Miscanthus - king of the autumn grasses

Late-season grasses come into their own from September adding another element or two - movement and texture to your garden. Most are tall and graceful and most move and sway with a gossamer presence. As autumn continues the texture of the awns, be it soft and fluffy or shiny and beaded, gets even more pronounced adding texture and form that lasts into winter.

Miscanthus sinensis stands supreme in the late-summer and autumn border, reaching somewhere between one and two metres,- the king of the autumn grasses. Some are grown for foliage alone and these include a subtle, yellow-banded, green-leaved miscanthus aptly named ‘Zebrinus’, or Zebra grass, because of its striped appearance. The stripes run across the leaf horizontally and are good at casting a light and shade pattern and this is precisely why Gertrude Jekyll (1843 - 1932) and William Robinson (1838- 1935) grew it under its old name of Eulalia japonica.
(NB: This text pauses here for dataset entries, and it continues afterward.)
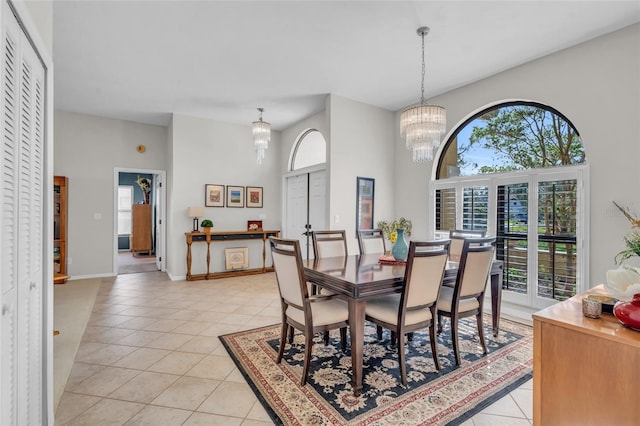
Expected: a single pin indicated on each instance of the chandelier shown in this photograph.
(261, 136)
(423, 126)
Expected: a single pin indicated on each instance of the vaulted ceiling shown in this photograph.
(143, 60)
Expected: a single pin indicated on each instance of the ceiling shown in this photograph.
(144, 60)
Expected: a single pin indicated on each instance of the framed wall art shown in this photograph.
(235, 196)
(213, 195)
(254, 196)
(254, 225)
(236, 258)
(365, 192)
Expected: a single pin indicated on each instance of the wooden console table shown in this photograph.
(209, 237)
(585, 370)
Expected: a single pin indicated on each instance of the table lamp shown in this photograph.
(195, 213)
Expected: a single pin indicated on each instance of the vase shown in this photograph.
(400, 249)
(628, 313)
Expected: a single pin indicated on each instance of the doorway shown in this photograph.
(139, 221)
(306, 207)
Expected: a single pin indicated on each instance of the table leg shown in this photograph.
(496, 300)
(356, 330)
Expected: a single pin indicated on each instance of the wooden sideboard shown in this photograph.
(585, 371)
(210, 237)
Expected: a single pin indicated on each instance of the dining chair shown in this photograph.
(466, 297)
(414, 308)
(371, 241)
(308, 313)
(457, 237)
(329, 243)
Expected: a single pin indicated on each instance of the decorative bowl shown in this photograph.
(628, 313)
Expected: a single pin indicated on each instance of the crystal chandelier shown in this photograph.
(423, 126)
(261, 136)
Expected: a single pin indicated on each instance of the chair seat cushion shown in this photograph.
(446, 295)
(327, 312)
(386, 309)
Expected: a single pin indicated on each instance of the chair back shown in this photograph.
(426, 263)
(287, 262)
(457, 237)
(475, 265)
(329, 243)
(371, 241)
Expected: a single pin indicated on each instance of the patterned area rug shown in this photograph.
(447, 397)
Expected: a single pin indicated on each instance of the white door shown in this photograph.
(306, 208)
(22, 347)
(159, 222)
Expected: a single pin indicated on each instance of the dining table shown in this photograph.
(357, 278)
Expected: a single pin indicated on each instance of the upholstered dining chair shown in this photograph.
(329, 243)
(371, 241)
(308, 313)
(457, 237)
(466, 297)
(415, 307)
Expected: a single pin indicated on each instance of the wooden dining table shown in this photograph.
(357, 278)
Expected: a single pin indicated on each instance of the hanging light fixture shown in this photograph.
(423, 126)
(261, 136)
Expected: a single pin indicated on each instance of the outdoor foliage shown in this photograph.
(523, 137)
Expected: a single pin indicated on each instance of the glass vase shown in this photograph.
(400, 249)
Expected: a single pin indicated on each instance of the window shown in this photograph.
(517, 171)
(125, 199)
(311, 149)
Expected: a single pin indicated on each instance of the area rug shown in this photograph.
(446, 397)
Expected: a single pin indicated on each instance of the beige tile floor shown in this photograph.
(150, 355)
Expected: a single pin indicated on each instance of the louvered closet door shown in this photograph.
(21, 228)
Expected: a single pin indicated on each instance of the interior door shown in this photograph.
(159, 221)
(306, 208)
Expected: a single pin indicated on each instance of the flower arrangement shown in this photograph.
(145, 185)
(390, 228)
(631, 240)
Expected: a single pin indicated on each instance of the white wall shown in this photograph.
(596, 85)
(87, 149)
(360, 144)
(210, 152)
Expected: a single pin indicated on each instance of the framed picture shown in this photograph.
(254, 225)
(236, 258)
(213, 195)
(235, 196)
(254, 196)
(365, 191)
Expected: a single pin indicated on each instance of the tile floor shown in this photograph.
(150, 355)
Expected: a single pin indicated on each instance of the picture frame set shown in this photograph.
(233, 196)
(365, 193)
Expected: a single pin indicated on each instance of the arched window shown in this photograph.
(517, 170)
(311, 149)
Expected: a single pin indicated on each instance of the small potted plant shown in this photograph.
(207, 225)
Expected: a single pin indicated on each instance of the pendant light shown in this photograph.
(423, 126)
(261, 136)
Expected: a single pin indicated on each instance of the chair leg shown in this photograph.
(308, 346)
(343, 338)
(454, 338)
(403, 372)
(434, 345)
(283, 339)
(481, 332)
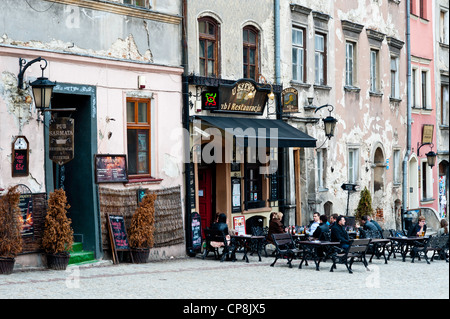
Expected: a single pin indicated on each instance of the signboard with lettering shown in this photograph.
(20, 152)
(61, 135)
(289, 98)
(243, 97)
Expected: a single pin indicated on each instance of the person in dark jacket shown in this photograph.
(323, 228)
(338, 232)
(418, 229)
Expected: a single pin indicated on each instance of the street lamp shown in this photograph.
(431, 156)
(42, 88)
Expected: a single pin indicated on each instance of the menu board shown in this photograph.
(118, 235)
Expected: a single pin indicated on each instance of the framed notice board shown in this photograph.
(118, 236)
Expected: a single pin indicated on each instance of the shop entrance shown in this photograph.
(205, 195)
(76, 176)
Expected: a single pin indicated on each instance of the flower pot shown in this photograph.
(58, 261)
(140, 255)
(6, 265)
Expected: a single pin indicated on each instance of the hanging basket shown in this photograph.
(6, 265)
(58, 261)
(140, 255)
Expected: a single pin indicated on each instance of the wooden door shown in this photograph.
(205, 197)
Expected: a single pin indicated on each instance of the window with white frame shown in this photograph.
(427, 181)
(139, 3)
(321, 168)
(443, 27)
(444, 105)
(350, 63)
(353, 165)
(374, 78)
(395, 84)
(320, 57)
(298, 55)
(397, 166)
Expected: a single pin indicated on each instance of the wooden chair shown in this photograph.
(355, 252)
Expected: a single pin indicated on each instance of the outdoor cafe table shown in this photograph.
(379, 248)
(405, 243)
(245, 242)
(311, 250)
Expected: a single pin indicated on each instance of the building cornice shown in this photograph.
(122, 9)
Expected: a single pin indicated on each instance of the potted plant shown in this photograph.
(364, 205)
(10, 228)
(57, 238)
(142, 229)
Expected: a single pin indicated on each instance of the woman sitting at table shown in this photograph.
(275, 226)
(418, 229)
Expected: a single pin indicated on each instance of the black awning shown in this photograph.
(247, 129)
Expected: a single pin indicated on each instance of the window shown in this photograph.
(138, 136)
(349, 63)
(396, 166)
(353, 165)
(298, 55)
(427, 182)
(395, 89)
(444, 105)
(320, 54)
(138, 3)
(321, 164)
(443, 27)
(374, 86)
(208, 42)
(251, 62)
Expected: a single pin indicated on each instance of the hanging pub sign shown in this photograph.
(243, 97)
(61, 135)
(20, 152)
(289, 97)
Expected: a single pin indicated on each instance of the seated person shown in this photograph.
(275, 226)
(339, 234)
(314, 224)
(418, 228)
(323, 228)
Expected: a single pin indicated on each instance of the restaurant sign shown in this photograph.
(243, 97)
(289, 97)
(61, 135)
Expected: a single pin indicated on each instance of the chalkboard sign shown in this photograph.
(196, 231)
(117, 235)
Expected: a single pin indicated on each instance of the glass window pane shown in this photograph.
(130, 112)
(210, 50)
(132, 151)
(142, 113)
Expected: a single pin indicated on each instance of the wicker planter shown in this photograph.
(6, 265)
(58, 261)
(140, 255)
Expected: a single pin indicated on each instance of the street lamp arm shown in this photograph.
(23, 67)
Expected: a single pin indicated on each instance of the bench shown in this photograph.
(355, 252)
(217, 236)
(285, 248)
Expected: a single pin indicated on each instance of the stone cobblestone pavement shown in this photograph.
(196, 278)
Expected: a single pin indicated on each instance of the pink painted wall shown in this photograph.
(422, 59)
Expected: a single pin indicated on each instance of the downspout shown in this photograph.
(408, 111)
(185, 119)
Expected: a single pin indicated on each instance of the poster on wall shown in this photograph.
(239, 225)
(111, 168)
(442, 197)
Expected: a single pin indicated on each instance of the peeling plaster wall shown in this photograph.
(365, 121)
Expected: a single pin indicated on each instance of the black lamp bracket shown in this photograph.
(23, 65)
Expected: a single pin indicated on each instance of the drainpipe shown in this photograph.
(185, 120)
(408, 110)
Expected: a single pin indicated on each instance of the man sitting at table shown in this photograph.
(338, 232)
(418, 228)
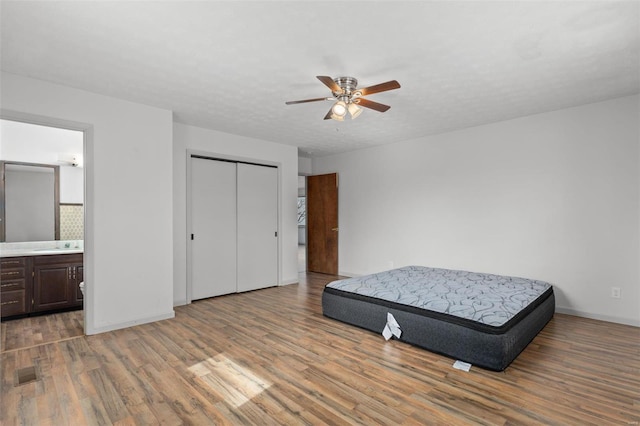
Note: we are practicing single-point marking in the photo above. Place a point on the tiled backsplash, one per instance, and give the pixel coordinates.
(71, 221)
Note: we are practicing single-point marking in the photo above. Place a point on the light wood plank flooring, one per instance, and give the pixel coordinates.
(270, 357)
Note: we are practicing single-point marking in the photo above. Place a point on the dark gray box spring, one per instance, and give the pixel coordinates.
(493, 347)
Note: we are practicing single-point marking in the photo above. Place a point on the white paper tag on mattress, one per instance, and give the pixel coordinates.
(392, 328)
(461, 365)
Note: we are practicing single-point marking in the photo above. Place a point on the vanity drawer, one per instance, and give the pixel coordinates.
(12, 262)
(13, 303)
(12, 274)
(13, 284)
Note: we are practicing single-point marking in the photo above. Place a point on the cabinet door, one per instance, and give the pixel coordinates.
(51, 287)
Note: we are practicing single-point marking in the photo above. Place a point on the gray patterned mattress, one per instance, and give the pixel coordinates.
(483, 319)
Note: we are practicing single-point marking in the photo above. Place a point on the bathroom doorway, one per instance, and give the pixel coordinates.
(302, 224)
(31, 144)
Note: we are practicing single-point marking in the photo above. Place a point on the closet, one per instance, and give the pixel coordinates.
(233, 226)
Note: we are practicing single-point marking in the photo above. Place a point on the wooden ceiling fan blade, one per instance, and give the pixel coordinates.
(382, 87)
(328, 81)
(373, 105)
(307, 100)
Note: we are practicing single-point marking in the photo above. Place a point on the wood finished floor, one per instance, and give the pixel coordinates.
(270, 357)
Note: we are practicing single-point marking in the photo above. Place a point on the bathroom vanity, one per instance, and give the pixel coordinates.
(40, 281)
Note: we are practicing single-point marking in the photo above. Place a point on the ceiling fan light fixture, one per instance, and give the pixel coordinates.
(337, 117)
(339, 109)
(354, 110)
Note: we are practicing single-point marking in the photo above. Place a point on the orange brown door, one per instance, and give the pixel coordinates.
(322, 224)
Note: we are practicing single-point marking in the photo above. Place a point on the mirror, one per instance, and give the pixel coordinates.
(31, 195)
(42, 190)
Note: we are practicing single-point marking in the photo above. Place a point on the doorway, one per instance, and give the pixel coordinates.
(58, 145)
(302, 224)
(322, 223)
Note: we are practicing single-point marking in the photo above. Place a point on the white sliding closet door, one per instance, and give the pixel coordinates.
(213, 224)
(257, 226)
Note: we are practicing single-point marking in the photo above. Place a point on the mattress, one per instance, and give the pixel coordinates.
(482, 319)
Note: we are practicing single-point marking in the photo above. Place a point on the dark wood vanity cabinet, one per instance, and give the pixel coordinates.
(36, 284)
(56, 280)
(15, 286)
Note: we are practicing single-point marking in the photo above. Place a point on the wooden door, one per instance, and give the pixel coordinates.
(257, 226)
(322, 224)
(213, 228)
A Japanese variety, that’s been around a long time, it rarely flowers but creates a good sheath of graceful, subtly banded foliage picking up the colour of tall yellow daisies, or acting as a foil for tall, late herbaceous.

William Robinson also grew another miscanthus. from Japan, which we now know as ‘Morning Light’. This has fine, light green foliage vertically banded and margined in cream-white, giving it a soft appearance in the garden. It’s a neat grass that makes a narrow clump, so it’s one of the best for a smaller garden. It will flower in warm years, but the flowers (should they decide to appear) are late and spidery with little substance.
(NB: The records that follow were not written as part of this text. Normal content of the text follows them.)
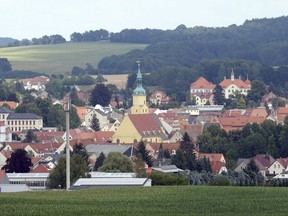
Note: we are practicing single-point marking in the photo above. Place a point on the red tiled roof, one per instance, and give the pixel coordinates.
(265, 159)
(40, 169)
(234, 123)
(11, 104)
(2, 174)
(145, 122)
(211, 157)
(202, 83)
(283, 161)
(216, 166)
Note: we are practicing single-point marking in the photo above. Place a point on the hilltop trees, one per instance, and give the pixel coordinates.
(19, 162)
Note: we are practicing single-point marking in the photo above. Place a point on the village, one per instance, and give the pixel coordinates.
(122, 132)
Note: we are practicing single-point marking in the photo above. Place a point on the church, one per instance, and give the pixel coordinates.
(139, 124)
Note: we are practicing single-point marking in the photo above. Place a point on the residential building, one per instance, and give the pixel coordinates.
(158, 98)
(202, 91)
(232, 86)
(17, 122)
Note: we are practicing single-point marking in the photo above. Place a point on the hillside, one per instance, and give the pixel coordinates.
(60, 58)
(261, 40)
(173, 200)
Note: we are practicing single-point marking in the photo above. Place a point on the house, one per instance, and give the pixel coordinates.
(36, 83)
(12, 104)
(278, 166)
(5, 133)
(281, 114)
(167, 169)
(100, 113)
(237, 123)
(3, 177)
(110, 182)
(17, 122)
(137, 127)
(153, 148)
(233, 85)
(217, 161)
(158, 98)
(202, 91)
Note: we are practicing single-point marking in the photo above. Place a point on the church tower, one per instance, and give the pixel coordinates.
(139, 96)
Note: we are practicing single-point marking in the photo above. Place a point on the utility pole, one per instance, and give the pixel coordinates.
(67, 104)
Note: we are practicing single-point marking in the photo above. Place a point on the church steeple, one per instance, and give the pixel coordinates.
(139, 90)
(139, 96)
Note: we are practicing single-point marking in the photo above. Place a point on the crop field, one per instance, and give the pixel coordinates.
(60, 58)
(180, 200)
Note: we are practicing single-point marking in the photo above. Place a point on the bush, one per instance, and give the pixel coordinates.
(159, 178)
(220, 181)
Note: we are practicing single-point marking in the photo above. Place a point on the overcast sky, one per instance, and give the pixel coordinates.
(34, 18)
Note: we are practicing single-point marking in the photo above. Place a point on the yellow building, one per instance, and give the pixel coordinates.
(139, 96)
(137, 127)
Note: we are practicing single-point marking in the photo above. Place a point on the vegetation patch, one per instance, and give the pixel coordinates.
(173, 200)
(60, 58)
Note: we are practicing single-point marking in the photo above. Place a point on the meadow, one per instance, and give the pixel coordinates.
(60, 58)
(173, 200)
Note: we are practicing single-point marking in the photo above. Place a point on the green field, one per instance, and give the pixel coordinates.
(180, 200)
(60, 58)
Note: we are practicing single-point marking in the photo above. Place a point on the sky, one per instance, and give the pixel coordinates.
(21, 19)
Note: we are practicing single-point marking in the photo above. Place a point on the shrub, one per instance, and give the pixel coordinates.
(220, 181)
(159, 178)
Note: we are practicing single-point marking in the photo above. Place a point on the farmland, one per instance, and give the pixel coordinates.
(181, 200)
(60, 58)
The craze for grasses took hold in Germany and their use was pioneered by a German landscape architect and nurseryman called Karl Foerster. He referred to grasses as nature’s hair and popularised them, but it was Ernst Pagels who began breeding them after working at Foerster’s nursery as a young man.

Miscanthus sinensis was difficult to succeed with in the cold climate of northern Germany, much more so than in Britain, so Pagels set himself the task of raising earlier flowering ones that would perform. He persuaded ‘Gracillimus’, a refined miscanthus with a fountain of fine foliage that underpins airy flowers, to flower much earlier by growing it under glass. He collected and grew the seeds on. ‘Gracillimus’ was an inspired choice because this miscanthus develops a golden aura which flatters the thickly textured beige tassels.

Pagels, who deliberately selected earlier flowering plants, produced some stunners. ‘Maleparetus’ is very similar to ‘Gracillimus’, but it will produce awns up to a month earlier. The finely banded foliage is topped with maroon-red upright awns by late summer. These age to pink, etched with silver. ‘Kleine Silberspinne’ (literally little silver spider) and ‘Kleine Fontäne’ (little fountain) were both bred by him. Both reach 1.5m and ‘Kleine Silberspinne’ has needle-like foliage and fine cockades in pink-red. ‘Kleine Fontäne’ is named because it produces a succession of slender, upright, red-toned silver flowers over several weeks. These red flowers, which look at their best in September light, quickly fade to snuff-brown and then to silver and gold.

Miscanthus make tight clumps and start into growth early on, and the easiest way to ensure a fresh stand of foliage is to cut them back hard in February so that they start all over again. Some gardeners use tulips amongst miscanthus because by the time the tulips flower in April and May, the foliage has developed into a lush, bright green mound.

All taller grasses need equally tall perennials as partners to avoid the ‘Little and Large’ look, so the flowering ones, often called Prince of Wales feathers, associate well with taller perennials such as Veronicastrums, Sanguisorba ‘Red Thunder’, Helianthus ‘Lemon Queen', Symphyotrichum 'Little Carlow'. This type of combination, tall grasses and late-season perennials, will often have winter presence for many months before they are cut back in February.